Common to all therapists is the belief that they can run your life better than you. It may thus come as something of a surprise when one learns about the messed up lives that one’s therapist leads. In my case; a broken marriage. One story I’ve heard is that a therapist was apparently beaten up by her son and conducted a therapy session with two black eyes! Based on the propaganda and the claim that they can help you run your life perfectly one would expect that their lives would be shining examples of virtue, fulfilment and success. But in general they aren’t. This, of course, is why it is so important for therapists not to talk about their private lives. The illusion of being a superior being to the client mustn’t come under any threat.
So, these inadequate people “help” their clients by getting their clients to tell them their problems. The client pours out their problems. (Naturally enough; they really do have problems and need someone to advise them). But then the twist happens.

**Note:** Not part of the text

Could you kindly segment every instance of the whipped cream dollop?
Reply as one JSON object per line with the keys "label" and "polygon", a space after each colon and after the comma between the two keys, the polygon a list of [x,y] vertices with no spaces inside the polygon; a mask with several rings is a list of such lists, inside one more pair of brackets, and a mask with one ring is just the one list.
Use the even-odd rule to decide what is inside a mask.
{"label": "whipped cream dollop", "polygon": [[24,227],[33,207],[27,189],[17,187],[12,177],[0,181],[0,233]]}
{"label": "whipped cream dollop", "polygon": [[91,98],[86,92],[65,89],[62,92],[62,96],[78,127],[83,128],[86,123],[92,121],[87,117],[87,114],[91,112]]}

The client is led to believe that the source of the problems in the world lies deep in their past and in their ‘unconscious’. And that resolution to these problems doesn’t happen in the world, by engaging with the world, but by this private discourse (in fact not discourse; it is entirely one-way) between therapist and patient. The patient gives emotionally while the therapist sits there with their paid-for “listening service” – and gives nothing of themselves in return. And while this goes on the patient is ever increasingly drawn away from engagement in the real world – where they belong and where their problems actually need to be solved.
The therapist steals their emotional energy and their money. A cunning trick. They do this either, in the better cases, for purely mercenary motives. Or, in the worst cases, out of personal inadequacy. An inadequacy which they are trying to compensate for by lording it over the client.
2. The natural process
Therapy, all forms of therapy, tell you that “self-development” is a natural process. You have to let it happen. The idea is that there is some kind of natural inner process. You have to stop blocking it – you have to “release” the blocks. “The answer lies within”. Your therapist can help stimulate this natural process.
This is fundamentally not true. There is no inner natural process of development. Self-development; if it means a stronger mind, “knowing yourself”, better ethics – or any other criteria which philosophers have put forwards throughout history as criteria for self-development means effort. Anything meaningful requires effort. It doesn’t happen by itself.
The “self-development” which therapists talk about started in California in the sixties. It is a hedonistic ideal of emotional self-indulgence. It requires no self-discipline. Its highest virtue is “losing your inhibitions”.
“Radical psychotherapy” e.g. that practised by Laing and his sidekick Redler is an especially egregious form of this culture of emotional indulgence and hedonism posing as spirituality.